= Ruth Collins-Nakai =

Canadian cardiologist

Ruth L. Collins-Nakai (born March 27, 1949) is a retired Canadian cardiologist, educator, researcher, physician leader, healthcare advisor, and public health advocate.

==Education==
She was born in Pincher Creek, Alberta, the second of four children of physician parents Lorne and Rhonda (Boughton) Collins. Collins-Nakai completed her undergraduate and medical degrees at the University of Alberta (MD 1972), followed by an internship at McGill University (1972–73), a pediatrics residency and fellowship at the University of Alberta (1973–74 and 1976–77, respectively), and a pediatric cardiology fellowship at Harvard Medical School, (1974–76). She later obtained a Master's of Business Administration from the University of Alberta (MBA 1998).

==Career==
After completing her fellowships, Collins-Nakai was offered a position as assistant professor of pediatrics at the University of Alberta Hospital. She initiated the Heritage Pediatric Cardiology Program in 1978, with outreach clinics in smaller urban centres, and this evolved to become the Western Canadian Congenital Heart Program. In addition, she was associate professor of pediatrics (1980–88) and Professor of Pediatrics (1988–2000) at the University of Alberta, the Director of the Pediatric Cardiology Training program (1990–93) and Associate Dean in the Faculty of Medicine (1993–96).

Her main research interests were congenital heart disease, epidemiology, and cardiac metabolism. Over the course of her career, she co-authored a number of preclinical and clinical research articles in cardiology, and was the sole author for opinion pieces on various aspects of healthcare, in highly ranked scientific journals.

Her public health efforts included advocating for research into early child development as well as seatbelt legislation and the banning of smoking on commercial airlines.
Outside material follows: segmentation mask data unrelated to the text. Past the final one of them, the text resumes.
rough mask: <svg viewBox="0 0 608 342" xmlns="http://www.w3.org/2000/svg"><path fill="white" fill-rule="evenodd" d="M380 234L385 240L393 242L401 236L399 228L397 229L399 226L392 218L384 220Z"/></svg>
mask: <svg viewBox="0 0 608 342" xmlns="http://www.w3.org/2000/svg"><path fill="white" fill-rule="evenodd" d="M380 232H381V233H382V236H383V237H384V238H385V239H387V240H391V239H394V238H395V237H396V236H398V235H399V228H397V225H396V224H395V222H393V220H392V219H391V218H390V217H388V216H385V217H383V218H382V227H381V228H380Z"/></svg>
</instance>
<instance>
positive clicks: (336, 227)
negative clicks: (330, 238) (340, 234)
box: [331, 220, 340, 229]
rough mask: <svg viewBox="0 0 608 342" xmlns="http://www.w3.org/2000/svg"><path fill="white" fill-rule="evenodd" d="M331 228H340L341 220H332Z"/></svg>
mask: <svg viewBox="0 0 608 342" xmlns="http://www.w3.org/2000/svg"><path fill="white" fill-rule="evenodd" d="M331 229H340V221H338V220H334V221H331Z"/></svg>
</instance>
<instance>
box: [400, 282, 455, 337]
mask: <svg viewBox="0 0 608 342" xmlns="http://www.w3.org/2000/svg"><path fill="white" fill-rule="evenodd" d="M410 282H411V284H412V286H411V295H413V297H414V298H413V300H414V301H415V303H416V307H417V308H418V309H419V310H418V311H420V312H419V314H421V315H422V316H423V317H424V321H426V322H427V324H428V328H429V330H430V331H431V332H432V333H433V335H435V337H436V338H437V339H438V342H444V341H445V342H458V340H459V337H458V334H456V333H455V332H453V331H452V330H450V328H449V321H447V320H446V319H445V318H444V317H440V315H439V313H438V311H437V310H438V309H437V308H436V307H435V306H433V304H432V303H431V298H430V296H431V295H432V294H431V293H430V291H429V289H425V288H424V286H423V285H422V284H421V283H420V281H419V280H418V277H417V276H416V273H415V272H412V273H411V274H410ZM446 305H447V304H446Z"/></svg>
Following retirement from academia in 2001 and clinical practice in 2009, she has contributed to philanthropic endeavours and done consulting work in healthcare, research, and post-secondary education, and for biotechnology companies.

==Leadership roles==
Collins-Nakai filled roles on provincial, national, and international organizations, which included President of the Alberta Cardiovascular Society, Commissioner on the Premier's Commission on Future Health Care for Albertans, President of the Alberta Medical Association (first woman), and President of the Canadian Cardiovascular Society (first woman, 1999–2002). Collins-Nakai was the fourth female president of the Canadian Medical Association (2005–2006). She was the first Canadian and first woman to become chair of the Board of Governors of the American College of Cardiology and to be the president of the Inter-American Society of Cardiology. She was a founding member of the governing council of the Canadian Institutes of Health Research and also chaired the scientific advisory panel of the Canadian Coordinating Office for Health Technology Assessment. She has served many roles in the Muttart Foundation, including two terms as president.

==Honours==

Collins-Nakai received Teacher of the Year Pediatrics awards at the University of Alberta in 1988 and 1997. In 2001, she was honoured with the International Academy of Cardiovascular Sciences Distinguished Achievement Award for promoting cardiovascular education and research throughout the world. She was selected in 2005 as one of Canada's Most Powerful Women: Top 100 Award in the category of Professional by WXN (Women's Executive Network), Toronto. In 2006, she was bestowed with a Distinguished Honor from the American College of Cardiology: Master of the American College of Cardiology (MACC) and she received the Alberta Centennial Medal, in recognition of achievements and contributions to her community. In 2007, the YWCA conferred on her a Women of Distinction Lois E Hole Lifetime Achievement Award and the College of Physicians and Surgeons of Alberta recognized her with a Certificate for Meritorious Service.

In 2008, she was the 38th person to receive the Canadian Medical Association Medal of Service and that same year she also received Grant MacEwan College's (now MacEwan University) Distinguished Citizen of the Year award. In 2009, she was inducted into the City of Edmonton's Hall of Fame (Community Service) and in 2012 she received the Queen Elizabeth ll Diamond Jubilee Medal. She was appointed Honorary Lt Colonel for 1 Field Ambulance, Canadian Forces in 2013, was promoted to Honorary Colonel in 2019, and stepped down from that role in 2023, receiving the Canadian Health Services Command Commendation. She was given an Annual Achievement Award by the Canadian Cardiovascular Society in 2015. She received the Order of Canada on November 18, 2016. In 2021, she was conferred an honorary Doctor of Science degree from the University of Alberta. She received an honorary doctorate degree from the University of Lethbridge in 2022 and from MacEwan University in 2024.

==Personal life==
She was married to Dr Someshwar Singh Nakai for 46 years until his death in December 2021. They have a daughter and a son.